Witnesses reported numerous U.S. bombing runs over the Tora Bora region south of Jalalabad. Al-Qaida troops reportedly responded by firing mortars at hundreds of tribal forces arrayed below the mountains.
Tribal leaders told reporters they are growing more convinced that Osama bin Laden, leader of al-Qaida and suspected mastermind of the Sept. 11 attacks on New York and Washington, is in the area.
“We have intercepted radio messages from Kandahar to the al-Qaida forces here, and they ask, ‘How is the sheik?’ The reply is, ‘The sheik is fine,'” Zein Huddin, one of the commanders, told the Associated Press. He said he is convinced “the sheik” is bin Laden.
Another tribal leader said his troops had seen someone resembling bin Laden riding on horseback near the al-Qaida front line.
As U.S. jets and anti-Taliban ground forces intensified their assaults on the cave complex, most al-Qaida troops reportedly left the larger base and moved higher into the mountains.
By late Friday, the Northern Alliance said they had capture the major caves in the region and that Osama bin Laden was not there.
“Osama was not in Tora Bora during the past days of fighting and if he had been, he has probably slipped into Pakistan,” Northern Alliance spokesman Mohammad Habeel told Reuters.
The U.S. said it would continue the hunt for bin Laden and his associates. Gen. Tommy Franks, commander of the U.S. operation in Afghanistan, said his forces were working to make sure that any al-Qaida fighters that had been in Tora Bora would not escape into neighboring Pakistan.

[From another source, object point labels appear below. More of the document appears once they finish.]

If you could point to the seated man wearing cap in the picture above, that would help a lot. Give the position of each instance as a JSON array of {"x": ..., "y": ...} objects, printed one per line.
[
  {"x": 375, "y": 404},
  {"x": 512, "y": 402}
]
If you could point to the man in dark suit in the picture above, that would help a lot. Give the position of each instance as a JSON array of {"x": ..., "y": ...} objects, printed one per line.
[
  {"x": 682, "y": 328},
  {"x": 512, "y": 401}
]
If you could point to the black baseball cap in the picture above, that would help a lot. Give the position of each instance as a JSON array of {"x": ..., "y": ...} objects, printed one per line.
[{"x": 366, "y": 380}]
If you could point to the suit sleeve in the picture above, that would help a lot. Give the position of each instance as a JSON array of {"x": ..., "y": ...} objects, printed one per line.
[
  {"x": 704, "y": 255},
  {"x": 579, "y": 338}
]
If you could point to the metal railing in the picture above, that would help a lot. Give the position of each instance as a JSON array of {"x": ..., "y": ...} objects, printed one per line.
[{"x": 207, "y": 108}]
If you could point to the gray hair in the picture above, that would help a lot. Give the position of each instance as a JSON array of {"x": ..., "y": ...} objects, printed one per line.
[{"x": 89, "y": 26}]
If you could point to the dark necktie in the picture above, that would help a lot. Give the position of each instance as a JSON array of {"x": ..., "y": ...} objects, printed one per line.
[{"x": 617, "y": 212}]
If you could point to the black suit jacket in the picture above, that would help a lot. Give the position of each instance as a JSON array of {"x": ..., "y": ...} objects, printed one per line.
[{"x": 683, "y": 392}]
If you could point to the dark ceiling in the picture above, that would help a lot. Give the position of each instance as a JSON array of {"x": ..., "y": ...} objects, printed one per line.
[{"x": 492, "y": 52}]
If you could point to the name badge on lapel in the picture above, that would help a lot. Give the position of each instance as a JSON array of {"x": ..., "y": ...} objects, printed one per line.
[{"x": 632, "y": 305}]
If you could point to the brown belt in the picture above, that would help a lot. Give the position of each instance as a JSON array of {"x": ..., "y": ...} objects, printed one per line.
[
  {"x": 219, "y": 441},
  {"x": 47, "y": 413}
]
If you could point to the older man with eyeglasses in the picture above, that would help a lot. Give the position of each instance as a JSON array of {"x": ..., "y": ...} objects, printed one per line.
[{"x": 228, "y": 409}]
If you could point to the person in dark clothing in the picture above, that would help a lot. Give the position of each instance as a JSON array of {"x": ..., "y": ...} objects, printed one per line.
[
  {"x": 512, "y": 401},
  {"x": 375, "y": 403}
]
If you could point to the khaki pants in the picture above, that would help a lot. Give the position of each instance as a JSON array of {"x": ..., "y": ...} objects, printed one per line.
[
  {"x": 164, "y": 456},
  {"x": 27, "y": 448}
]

“We are in coordination with Pakistan as well as with opposition forces to do the best we can in this terribly rugged terrain to prevent the escape of those leaders,” Franks told reporters in Tampa, Fla.
Tora Bora, which means “black dust,” is the name of one of the most influential anti-Soviet guerilla bases. It was carved into the side of Ghree Kil mountain in the 1980s with U.S. backing.